Maybe. But it's almost January, and few of us have the gumption to embark on frigid, fruitless watery adventures for the next few months. So we feed our habit at the hows. It's harmless and inexpensive.

The first of the lot is next weekend-the second annual Chesapeake Sportfishing Show at the National Guard Armory in Annapolis. The cost is $2 for adults and 50 cents for children under 12. Hours are 6-10 p.m. Friday, 10-10 Saturday and 10-6 Sunday.

Among speakers: Pete Barrett, on sea trout fishing in Delaware Bay, and Marty Payne on bass fishing in Maryland. There will be the usual demonstrations and exhibits of tackle and incredible catches, etc.

Racing sailors have their vicarious midwinter blowout Jan. 20 at the fourth Chesapeake Sailing Yacht Symposium at St. John's College, also in Annapolis.

It's an all-day affair with some impressive speakers, including moderator Olin Stephens II. Among the topics: "Selecting a Keel Appendage for a Cruising Yacht from a standard Keel Series" with Deborah W. Berman, and "A Microcomputer Beats to Windward" with Milton U. Clauser.

The program runs 9 a.m. to 7 p.m., including a cocktail party at the end. Admission is $25 for those preregistering early $30 later. For forms write Anne Hays, Box 718, Rt. 1, Chestertown, Md. 21620.

For fly fishermen, Potomac-Patuxent Chapter of Trout Unlimited plans a program at 7:30 p.m. Jan. 18 with presentations on Montgomery Country trout streams and the Pennsylvania limestone streams. It's free and open to the public. Place: Brookside Nature Center, 1400 Glenallen Ave., Wheaton.
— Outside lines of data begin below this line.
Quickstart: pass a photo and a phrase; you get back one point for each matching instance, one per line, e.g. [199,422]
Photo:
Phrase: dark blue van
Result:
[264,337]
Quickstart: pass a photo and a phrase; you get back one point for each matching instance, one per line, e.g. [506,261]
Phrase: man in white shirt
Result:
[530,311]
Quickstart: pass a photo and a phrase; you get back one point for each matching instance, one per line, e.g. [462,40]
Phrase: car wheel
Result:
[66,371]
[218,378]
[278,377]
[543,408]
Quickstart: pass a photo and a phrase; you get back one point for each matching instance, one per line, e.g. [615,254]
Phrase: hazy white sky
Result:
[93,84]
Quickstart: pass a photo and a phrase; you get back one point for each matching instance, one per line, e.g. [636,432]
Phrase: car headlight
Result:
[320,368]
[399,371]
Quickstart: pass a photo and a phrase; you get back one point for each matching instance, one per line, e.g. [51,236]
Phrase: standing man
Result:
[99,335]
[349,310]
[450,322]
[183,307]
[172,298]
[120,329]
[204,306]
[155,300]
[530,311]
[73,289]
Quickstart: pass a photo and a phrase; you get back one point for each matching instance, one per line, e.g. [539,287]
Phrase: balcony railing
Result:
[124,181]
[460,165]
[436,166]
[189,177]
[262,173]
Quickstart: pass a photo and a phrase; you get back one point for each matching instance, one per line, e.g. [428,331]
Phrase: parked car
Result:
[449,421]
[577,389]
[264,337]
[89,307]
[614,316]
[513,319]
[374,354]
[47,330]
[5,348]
Chester Phelps, who started work at the Virginia Game Commission 40 years ago as its first game biologist, retired Wednesday from his post as executive director of the Commission of Game and Inland Fisheries. He said retirement would give him a chance to "balance my checkbook and relieve my wife of having to mow the lawn. And I want to go saltwater fishing without feeling guilty."

The National Capital Casting Club whose members would rather cast than fish, is starting an indoor casting program for the first time. They will be meeting winter Sundays at 10 a.m. at the gym in Robert E. Lee High School Springfield.
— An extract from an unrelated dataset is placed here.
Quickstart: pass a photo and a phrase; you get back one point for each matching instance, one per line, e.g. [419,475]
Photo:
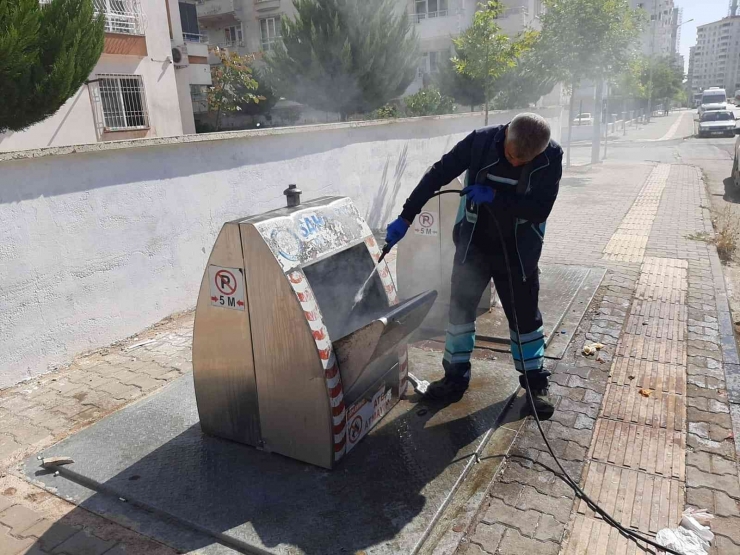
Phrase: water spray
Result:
[627,533]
The casting club is a collection of nice folks who welcome newcomers.It's the least expensive club in town, with $3 yearly membership dues.

The Washington Suburban Sanitary Commission has announced fishing contest winners for the season at Triadelphia and Rocky Gorge Reservoirs.
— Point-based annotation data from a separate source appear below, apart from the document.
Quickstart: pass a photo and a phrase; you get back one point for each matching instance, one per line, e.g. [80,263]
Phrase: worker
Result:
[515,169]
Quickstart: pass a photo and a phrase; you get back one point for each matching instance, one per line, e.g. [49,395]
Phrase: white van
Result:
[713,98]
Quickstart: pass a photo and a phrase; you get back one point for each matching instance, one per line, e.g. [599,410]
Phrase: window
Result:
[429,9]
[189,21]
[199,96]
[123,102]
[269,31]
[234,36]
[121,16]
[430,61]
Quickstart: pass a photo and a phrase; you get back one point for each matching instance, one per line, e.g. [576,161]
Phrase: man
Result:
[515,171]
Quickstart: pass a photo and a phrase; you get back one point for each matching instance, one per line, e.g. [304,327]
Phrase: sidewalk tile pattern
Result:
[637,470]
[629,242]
Howard Steinwandel of Rockville caught the biggest fish last year, a 13-pound 3-ounce pike on April 9 at Triadelphia. Robert Ikeda of Silver Spring was second with a 12-pound 4-ouncer taken at Rocky Gorge Oct. 9

The biggest largemouth bass weighed 6 pounds 15 ounces and was taken April 15 by Peter Congeda of Columbia.John Ballerino of Seabrook landed a 6-pound 3-ounce largemouth April 8.

For smallmouth, Robert Stracener of Kensington took honors with a six-pounder April 18 at Triadelphia. Tony Early of Silver Spring landed a 41/2-pounder June 25 in the same lake.

The biggest crappie was taken in Triadelphia on May 13, a 21/4-pounder hooked by Robert Irvin Chissler of Gaithersburg. Edwin Gamble Jr. of Rockville had a 2-pound 2-ounce crappie four days later.